Poster Theater Flash Session
Examine the association between exposure to weight talk from same and opposite gender peers and overeating and unhealthy weight control (UWC) amongst racially/ethnically-diverse youth aged 11-16 using cross-sectional, observational data.
Hypothesis 1: Increased exposure to weight talk from same and opposite gender peers will be associated with both overeating and UWC behaviors with variation in magnitude of relationship based on social source.
In Project Viva, 1,023 early teens (ages 11-16) reported experiences of weight talk from multiple social sources (parents, siblings, same & different gender peers and teachers/coaches). The main exposure was weight talk, functioning as a proxy for a weight-centric environment, coded as low weight talk or high weight talk. At the same timepoint teens reported disordered eating (overeating and UWC behaviors). Ordinal logistic regression assessed the associations of weight talk with both disordered eating behaviors, controlling for known confounders.
Results : Preliminary results show that the odds of those exposed to high weight talk from peers of the same gender engaging in overeating or UWC behavior was 1.32 and 1.89 (95% CI,1.22 to 1.43; 95% CI, 1.06 to 3.37) times that of those exposed to low weight talk, both statistically significant effects, p< 0.001, p = 0.031. The odds of those exposed to high weight talk from opposite gender peers engaging in overeating was 2.43 (95% CI, 1.14 to 5.22) times that of those exposed to low weight talk, a statistically significant effect, p = 0.115. The odds of those exposed to high weight talk from opposite gender peers engaging in UWC behaviors was 1.69 (95% CI, 0.88 to 3.25) times that of those exposed to low weight talk, a non-statistically significant effect, p = 0.115.

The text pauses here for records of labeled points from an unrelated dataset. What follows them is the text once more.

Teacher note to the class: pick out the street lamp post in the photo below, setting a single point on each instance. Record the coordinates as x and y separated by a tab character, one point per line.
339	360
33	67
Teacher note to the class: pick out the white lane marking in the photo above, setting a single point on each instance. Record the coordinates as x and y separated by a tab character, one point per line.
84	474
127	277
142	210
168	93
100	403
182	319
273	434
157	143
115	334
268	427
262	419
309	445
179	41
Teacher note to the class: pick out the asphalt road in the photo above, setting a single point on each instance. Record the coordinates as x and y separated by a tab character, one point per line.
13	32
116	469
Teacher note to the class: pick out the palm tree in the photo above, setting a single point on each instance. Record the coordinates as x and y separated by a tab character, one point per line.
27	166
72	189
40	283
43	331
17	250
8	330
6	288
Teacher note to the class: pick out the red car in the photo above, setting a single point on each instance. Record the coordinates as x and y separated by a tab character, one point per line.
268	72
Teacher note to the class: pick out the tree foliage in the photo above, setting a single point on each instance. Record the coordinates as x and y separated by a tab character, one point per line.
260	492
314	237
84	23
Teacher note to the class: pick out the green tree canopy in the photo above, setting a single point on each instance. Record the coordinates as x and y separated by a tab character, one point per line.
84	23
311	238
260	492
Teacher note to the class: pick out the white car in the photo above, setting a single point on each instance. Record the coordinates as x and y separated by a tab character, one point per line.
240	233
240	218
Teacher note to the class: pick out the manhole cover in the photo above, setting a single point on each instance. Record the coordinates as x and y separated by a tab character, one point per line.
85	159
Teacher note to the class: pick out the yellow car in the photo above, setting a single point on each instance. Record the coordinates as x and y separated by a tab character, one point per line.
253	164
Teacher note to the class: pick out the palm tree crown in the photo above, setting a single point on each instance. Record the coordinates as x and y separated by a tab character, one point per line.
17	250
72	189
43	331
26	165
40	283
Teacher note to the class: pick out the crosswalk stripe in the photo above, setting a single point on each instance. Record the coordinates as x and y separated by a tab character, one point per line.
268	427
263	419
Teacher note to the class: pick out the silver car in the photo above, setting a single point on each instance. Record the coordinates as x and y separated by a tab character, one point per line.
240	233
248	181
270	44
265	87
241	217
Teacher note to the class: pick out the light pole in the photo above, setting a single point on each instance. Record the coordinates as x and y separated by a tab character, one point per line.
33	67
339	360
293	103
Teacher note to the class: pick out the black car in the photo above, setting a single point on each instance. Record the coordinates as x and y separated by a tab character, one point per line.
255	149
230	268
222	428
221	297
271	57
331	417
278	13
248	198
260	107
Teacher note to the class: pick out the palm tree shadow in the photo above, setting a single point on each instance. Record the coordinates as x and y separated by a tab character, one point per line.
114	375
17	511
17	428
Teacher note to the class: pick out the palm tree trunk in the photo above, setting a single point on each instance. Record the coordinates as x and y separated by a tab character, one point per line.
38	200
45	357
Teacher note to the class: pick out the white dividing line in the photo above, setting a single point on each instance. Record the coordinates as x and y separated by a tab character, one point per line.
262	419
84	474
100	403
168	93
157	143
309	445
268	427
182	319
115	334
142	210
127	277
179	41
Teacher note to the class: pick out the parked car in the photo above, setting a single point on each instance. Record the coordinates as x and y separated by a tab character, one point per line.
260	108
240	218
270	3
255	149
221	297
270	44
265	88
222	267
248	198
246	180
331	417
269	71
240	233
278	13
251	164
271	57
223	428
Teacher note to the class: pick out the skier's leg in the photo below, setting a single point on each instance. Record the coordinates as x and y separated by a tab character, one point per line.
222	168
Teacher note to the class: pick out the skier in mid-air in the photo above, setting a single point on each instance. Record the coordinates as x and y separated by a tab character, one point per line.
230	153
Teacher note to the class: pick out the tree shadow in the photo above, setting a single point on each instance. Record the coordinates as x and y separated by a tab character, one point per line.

High weight talk from peers of the same gender is significantly associated with higher odds of both overeating UWC behaviors in early teens. However, high weight talk from peers of the opposite gender is only significantly associated with higher odds of overeating.
Funding Sources :
HC was supported by the Robert Wood Johnson Foundation Health Policy Research Scholars Award. JM was supported by a NIH-NHLBI Mentored Career Development Award to Promote Faculty Diversity in Biomedical Research.